Your trip to Japan will definitely not be complete if you fail to sample ekiben. Ekiben is a combination of the words “eki” (i.e. train station) and “bento” (i.e. lunch box) which when you combine together literally means lunch box at a train station. These ekiben have long been standing in Japan for decades with their much-deserved prestige for superiority in their flavors yet reasonable prices.
Through the years, ekiben has become a gateway for people to sample some of Japan’s local delicacies. Many local foods that residents of the areas are quite proud of are available in different regions. Thus, before you pack your bags home and leave Japan, here are the top three of the must-try ekiben that you should not miss.

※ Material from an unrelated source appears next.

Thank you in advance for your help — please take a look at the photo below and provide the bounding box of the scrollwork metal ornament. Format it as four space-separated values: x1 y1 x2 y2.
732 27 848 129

This ekiben has been produced since 1895 and it has been reported that people from Hong Kong placed their orders online before they even visit Japan. Sold only in Matsusaka Station in Mie Prefecture, this beef bento tray (gyuniku bento gozen) offers a taste of the famous Matsusaka Japanese black beef at an affordable price. You will not have to go to an expensive restaurant that serves steak and barbecue. Along with the Japanese black beef, some non-meat side dishes are also included to balance the rich flavor of the meat.
Toge no Kamameshi is served at the following locations: Yokokawa Station and Annaka-Haruna Station in Gunma Prefecture. What makes this ekiben distinct from others is that it uses heated earthen bowls which are washed in warm water thereby keeping the meal warm until it is time to eat. Cooked rice is mixed with kelp broth and other secret ingredients. Then, it is topped with assorted colorful side dishes from the mountainside which make the meal very tasty. Although this bento was first introduced in 1958, it became very popular among younger travelers and has attracted a huge following because of its taste.
Sold since 1901 in Miyajimaguchi Station and Hiroden-miyajima-guchi Station in Hiroshima prefecture, Anago Meshi (conger eel rice) ekiben links the people to the taste of Miyajima Island. The island is special for having been declared by UNESCO as a World Heritage site. The conger eel is the main course in this bento and it is drizzled with a special sauce on top of the rice cooked in eel broth. The secret sauce has been used since the Meiji era (1868-1912). As opposed to Toge no Kamameshi, the bento tastes better when it is cold. A paper covering, with about 70-plus designs, adds flavor to the bento which is also a selling point to the customers.
Which one of these ekiben would you like to sample on your travels?